• Carrie Potter, MA, LMHCA

Anxiety: Five Things to Know

Updated: Aug 25, 2020

“Anxiety” is a word that is thrown around often, but what does it really mean? Anxiety can be used to describe a feeling/emotion, a body-based sensation, or a mental health disorder that can cause functional impairment. If you’ve never experienced it yourself chances are someone close to you has. Here are five things that are helpful to know about anxiety:

1. Anxiety is common.

According to the National Institutes of Mental Health, around 30% of adults in the United States experience an anxiety disorder at some point in their lives, and that is just the number that had symptoms that rose to the level of a diagnosable disorder. Anxiety is all around us, and it can be downright scary, particularly when we see our kids suffering with it.

2. Anxiety can be helpful.

Our brains are amazing things. We are wired to survive, so when our brain senses that our survival is threatened, our bodily systems actually adjust and react. You’re probably familiar with the brain’s fight/flight/freeze responses that kick in during threats; when you’re facing a grizzly bear in the woods your limbic system takes over and you prepare to fight it off, take off running, or freeze in terror. These reactions can actually be incredibly helpful! Our bodies prepare to take care of us by heightening our awareness and abilities.

When we face non-physical threats our brain can react in the same way. These reactions can be helpful in some cases. For example, if you are giving a presentation at work this morning, you might feel some anxiety. If it’s not too much anxiety it can enhance your performance by raising your alertness and heightening your sensitivity. It’s when our brains are reacting as if our survival is threatened when it’s not that things get out of hand.

3. Anxiety can be painful.

Often times, we need bodily sensations to actually tell us what we are feeling. It sounds strange, but it’s true! We know we are happy when our mouths turn up in a smile. We know we are sad when tears come down. And we know we are anxious when we feel it in our bodies. Anxiety might present as a pit in the stomach, fluttering in the chest, trouble swallowing, loss of appetite, back pain, sweaty palms, tension in the shoulders, etc. Sometimes these symptoms reach the level of a panic attack, which may include a pounding heart, shaking, chest pain, nausea, dizziness and numbness/tingling. These are actual physical indicators of an emotion. They are not imagined, they are real. And they can be incredibly uncomfortable and create significant distress and functional impairment.

4. Anxiety can be misunderstood.

Symptoms of anxiety can be confusing to the sufferer, particularly when they seem out of the blue or incongruent with the current situation. Although anxiety can be helpful when trying to convey information in some contexts, (“Get ready to run or fight! That guy is dangerous!”), sometimes the message is not clear right away or it may make no sense at all. Why does my client experience crippling anxiety while watching Netflix with her husband on a calm Friday night, for example? Not understanding where these symptoms are coming from can be incredibly frustrating not only for the sufferer, but for those around them, too. Well-meaning friends and family may say unhelpful things in the face of anxiety, and encouragements to pray more/exercise more/eat differently/try essential oils can be taken as anything but helpful.

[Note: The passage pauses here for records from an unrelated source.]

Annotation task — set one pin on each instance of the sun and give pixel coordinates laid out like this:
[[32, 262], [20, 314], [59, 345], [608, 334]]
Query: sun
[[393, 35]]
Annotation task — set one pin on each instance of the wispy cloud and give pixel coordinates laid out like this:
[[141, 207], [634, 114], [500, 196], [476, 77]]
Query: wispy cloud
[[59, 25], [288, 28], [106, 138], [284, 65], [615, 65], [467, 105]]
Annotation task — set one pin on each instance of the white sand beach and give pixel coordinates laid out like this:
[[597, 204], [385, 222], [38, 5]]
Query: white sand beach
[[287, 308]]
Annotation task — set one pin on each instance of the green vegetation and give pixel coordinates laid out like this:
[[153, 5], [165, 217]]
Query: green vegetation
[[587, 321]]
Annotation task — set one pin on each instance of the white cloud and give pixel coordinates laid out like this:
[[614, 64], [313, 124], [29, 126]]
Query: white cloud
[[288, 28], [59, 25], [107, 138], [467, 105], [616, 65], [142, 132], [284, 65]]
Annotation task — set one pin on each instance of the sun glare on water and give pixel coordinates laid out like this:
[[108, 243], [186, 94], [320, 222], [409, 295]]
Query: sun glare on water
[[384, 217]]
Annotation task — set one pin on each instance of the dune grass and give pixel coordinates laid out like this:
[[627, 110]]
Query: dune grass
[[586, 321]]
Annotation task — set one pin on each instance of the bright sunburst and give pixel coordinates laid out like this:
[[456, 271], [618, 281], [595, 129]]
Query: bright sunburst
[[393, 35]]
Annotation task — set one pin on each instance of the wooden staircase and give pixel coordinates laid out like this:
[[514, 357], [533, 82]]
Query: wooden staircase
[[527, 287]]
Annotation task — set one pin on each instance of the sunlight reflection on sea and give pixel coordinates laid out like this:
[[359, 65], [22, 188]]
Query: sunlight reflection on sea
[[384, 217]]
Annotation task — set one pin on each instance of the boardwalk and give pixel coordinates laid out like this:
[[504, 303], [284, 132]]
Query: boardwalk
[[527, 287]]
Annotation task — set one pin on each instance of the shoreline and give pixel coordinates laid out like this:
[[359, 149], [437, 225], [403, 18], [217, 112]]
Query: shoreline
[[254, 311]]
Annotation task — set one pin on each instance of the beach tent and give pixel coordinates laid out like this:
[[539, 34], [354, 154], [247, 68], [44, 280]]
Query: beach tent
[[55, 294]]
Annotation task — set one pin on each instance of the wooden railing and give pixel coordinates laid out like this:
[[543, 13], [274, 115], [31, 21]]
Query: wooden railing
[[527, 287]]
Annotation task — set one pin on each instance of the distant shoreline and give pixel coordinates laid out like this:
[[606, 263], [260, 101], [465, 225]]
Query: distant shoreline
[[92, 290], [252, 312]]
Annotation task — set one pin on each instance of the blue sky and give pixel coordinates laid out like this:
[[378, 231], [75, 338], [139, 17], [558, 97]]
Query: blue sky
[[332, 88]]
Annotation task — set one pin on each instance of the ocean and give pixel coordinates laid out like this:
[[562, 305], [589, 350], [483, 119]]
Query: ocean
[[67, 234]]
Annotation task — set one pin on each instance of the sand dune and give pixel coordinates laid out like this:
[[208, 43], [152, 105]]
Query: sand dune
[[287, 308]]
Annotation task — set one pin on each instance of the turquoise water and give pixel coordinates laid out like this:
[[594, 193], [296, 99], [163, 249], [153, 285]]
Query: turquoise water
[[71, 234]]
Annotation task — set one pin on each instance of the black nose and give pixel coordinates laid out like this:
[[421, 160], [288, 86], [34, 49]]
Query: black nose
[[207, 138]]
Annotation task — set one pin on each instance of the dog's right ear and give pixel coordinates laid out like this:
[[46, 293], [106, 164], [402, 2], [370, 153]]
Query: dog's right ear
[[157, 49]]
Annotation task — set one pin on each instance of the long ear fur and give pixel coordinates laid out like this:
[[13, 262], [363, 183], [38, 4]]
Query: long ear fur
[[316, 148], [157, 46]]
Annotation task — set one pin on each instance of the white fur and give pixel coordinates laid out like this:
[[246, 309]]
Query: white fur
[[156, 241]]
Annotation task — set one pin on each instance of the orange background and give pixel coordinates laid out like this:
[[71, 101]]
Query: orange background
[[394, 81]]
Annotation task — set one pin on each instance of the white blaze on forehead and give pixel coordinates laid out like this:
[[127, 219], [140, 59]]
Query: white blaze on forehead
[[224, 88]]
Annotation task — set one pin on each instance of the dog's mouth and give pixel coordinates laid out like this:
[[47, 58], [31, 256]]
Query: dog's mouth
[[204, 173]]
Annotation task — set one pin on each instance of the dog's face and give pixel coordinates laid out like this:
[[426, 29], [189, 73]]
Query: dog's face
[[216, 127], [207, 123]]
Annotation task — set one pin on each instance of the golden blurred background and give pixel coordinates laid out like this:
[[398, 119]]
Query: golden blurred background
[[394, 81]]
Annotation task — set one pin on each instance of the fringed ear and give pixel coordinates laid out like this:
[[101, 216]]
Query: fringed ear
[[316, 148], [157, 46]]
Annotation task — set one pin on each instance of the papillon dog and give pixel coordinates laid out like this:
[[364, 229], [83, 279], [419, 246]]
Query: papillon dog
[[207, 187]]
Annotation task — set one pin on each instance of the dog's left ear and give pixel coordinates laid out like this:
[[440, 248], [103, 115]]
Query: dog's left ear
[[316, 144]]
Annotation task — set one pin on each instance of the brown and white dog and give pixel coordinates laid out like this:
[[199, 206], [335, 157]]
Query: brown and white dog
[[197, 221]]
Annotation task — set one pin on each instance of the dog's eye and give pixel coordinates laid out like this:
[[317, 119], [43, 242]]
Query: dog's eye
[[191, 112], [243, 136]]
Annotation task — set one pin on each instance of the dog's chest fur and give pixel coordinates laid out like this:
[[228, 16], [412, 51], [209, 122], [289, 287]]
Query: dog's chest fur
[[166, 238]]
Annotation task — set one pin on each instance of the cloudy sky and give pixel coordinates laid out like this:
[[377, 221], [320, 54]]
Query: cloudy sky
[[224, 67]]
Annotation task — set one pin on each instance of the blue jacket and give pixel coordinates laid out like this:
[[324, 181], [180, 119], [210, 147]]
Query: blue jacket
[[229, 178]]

5. Anxiety can be explored in therapy.

Many different treatment modalities address symptoms of anxiety. Therapeutic interventions may include working on calming strategies, mindfulness, psychoeducation about the function of anxiety, and being curious about what anxiety may be communicating in your unique context. Your therapist may collaborate with you on ways you can address the underlying causes of your anxiety, and may also explore ways to cope with the pain of anxiety in the short-term. Medication is often a part of treatment for anxiety as well, and your therapist can work with you and your doctor to explore whether this might be a good option for you.

If you can be willing to explore what your anxiety may be trying to tell you, you might find more capacity within yourself to live with it or even to welcome it at times. This journey is not quick or easy, but it can be an incredibly helpful way to shift your perspective on anxiety.